What to do when your Child is Scared of School

What makes someone afraid of school? What makes someone afraid of anything in fact? In my opinion, more often that not, fear is a result of the unknown, the unfamiliar. A large number of young people who are afraid of school are actually afraid of it because they see no means to connect their experiences there to their experiences which are a part of their ‘normal’ and ‘safe’ home life.

For many children, they go to school and it is the first time that they are really challenged by an adult. A teacher will turn to them and ask them to give an opinion, or answer a question in front of several other people. This is entirely foreign to lots of children, and as such, it terrifies them. If, on the other hand, a child is used to being challenged at home, because their parents regularly ask them their opinions, or because as a family, they sit down together and solve simple logic puzzles or look at the day’s news and discuss it, then even from a very young age, the child will not be intimidated by this behavior from teachers, since it mirrors the behavior they are used to seeing in the ‘safe’ environment of home, with their parents. This will remove the fear of the unknown from the school environment.

The same applies to interaction with other children. If a child has been used to meeting with other children, at a nursery or other play group, and having to share, and communicate nicely with them, then having to do this at school will not come as such a shock to them.

The best thing that a parent whose child is afraid of school can do it to mirror the kind of situations they will come across at school in home life, putting them across as safe, normal and entirely ordinary, so that the child simply sees them as a part of day to day life, not something peculiar to school. Praise is another important element. When a child responds well by solving a problem or giving an opinion in front of others, or simply sharing a favorite toy in the home environment, they must be given lots of praise for it. They will then see this as desirable behavior which gets good results, and be keen to display it with other adults, such as teachers, in order to gain similar praise. They will receive this praise for speaking out to answer questions in class and giving opinions, and will strive to continue in this manner. The more they are praised at school, the more they will enjoy their time there, and the fear will subside.
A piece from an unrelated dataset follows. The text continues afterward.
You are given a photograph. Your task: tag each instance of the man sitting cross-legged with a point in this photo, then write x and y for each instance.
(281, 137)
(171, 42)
One other element of the child’s home life can serve to drastically influence their view of school is when a parent has not enjoyed his or her own school years, and often, without even meaning to, this view of school can be transmitted to the child, so it is important to be very aware of how we let children see our own opinions of something like this. Parents should do all they can to emphasize the positive points about school years and what advantages can be gained, and what fun can be had, avoiding reference to the negative.